Fledgling city filmmakers soon will be able to hone their craft in high school.

The Cinema School, the fifth of seven academically selective public schools the city has pledged to open, is slated to premiere in September in The Bronx.

“The next generation of Martin Scorseses and Spike Lees are out there,” Mayor Bloomberg said yesterday, “and I can’t wait to see their senior projects four years from now.”

An award-winning nonprofit film organization called the Ghetto Film School will run the school, which will offer a rigorous liberal-arts curriculum, cinema-studies courses and a six-week production class taught by industry professionals.

Ghetto Film School founder Joe Hall called Cinema School the first such school in the country.

He said it was made possible through a partnership with the Department of Education and film-industry supporters.

Ghetto, which has been honored by the mayor’s office and the Rush Philanthropic Arts Foundation, announced yesterday it will accept a small class of ninth-graders for the 2009-10 school year.
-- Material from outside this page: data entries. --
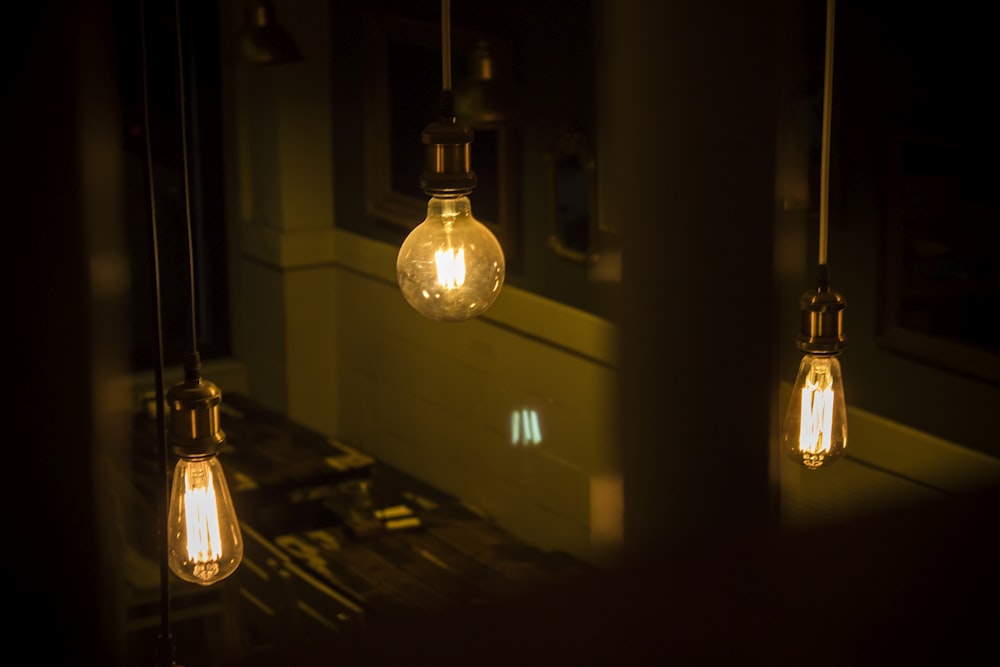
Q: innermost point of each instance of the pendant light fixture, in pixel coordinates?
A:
(204, 540)
(450, 267)
(814, 432)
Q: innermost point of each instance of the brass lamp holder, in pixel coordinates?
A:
(447, 154)
(194, 428)
(822, 321)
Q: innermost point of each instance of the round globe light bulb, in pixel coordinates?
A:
(451, 267)
(815, 428)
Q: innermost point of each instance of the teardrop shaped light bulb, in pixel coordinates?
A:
(451, 267)
(815, 428)
(205, 542)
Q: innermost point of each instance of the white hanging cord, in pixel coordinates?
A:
(824, 186)
(446, 45)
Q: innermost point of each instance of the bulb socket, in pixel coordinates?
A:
(822, 322)
(447, 159)
(194, 429)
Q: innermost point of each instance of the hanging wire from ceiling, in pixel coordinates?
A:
(165, 649)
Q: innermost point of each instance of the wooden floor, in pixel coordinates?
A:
(343, 556)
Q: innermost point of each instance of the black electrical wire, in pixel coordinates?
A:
(192, 363)
(165, 648)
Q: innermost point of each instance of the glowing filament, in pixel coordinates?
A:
(451, 267)
(816, 419)
(202, 519)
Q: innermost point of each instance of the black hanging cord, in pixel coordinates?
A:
(165, 647)
(447, 102)
(192, 363)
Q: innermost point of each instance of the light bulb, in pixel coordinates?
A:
(205, 543)
(815, 427)
(451, 267)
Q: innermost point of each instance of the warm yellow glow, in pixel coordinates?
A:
(816, 420)
(202, 515)
(451, 267)
(205, 540)
(815, 428)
Prospective students will be selected based on grades, writing samples and teacher recommendations.

The Cinema School will grow by a grade each year until it reaches an enrollment of 325 students in grades 9 through 12.

Schools Chancellor Joel Klein said the Cinema School “is the first of these new selective schools to offer students the opportunity to explore in depth a form of artistic expression.”

The other four selective schools already opened offer liberal-arts curricula and focus on specific themes, such as Latin. Two more are scheduled to open over the next two years.

The Cinema School will be housed in a new building on the Monroe HS campus.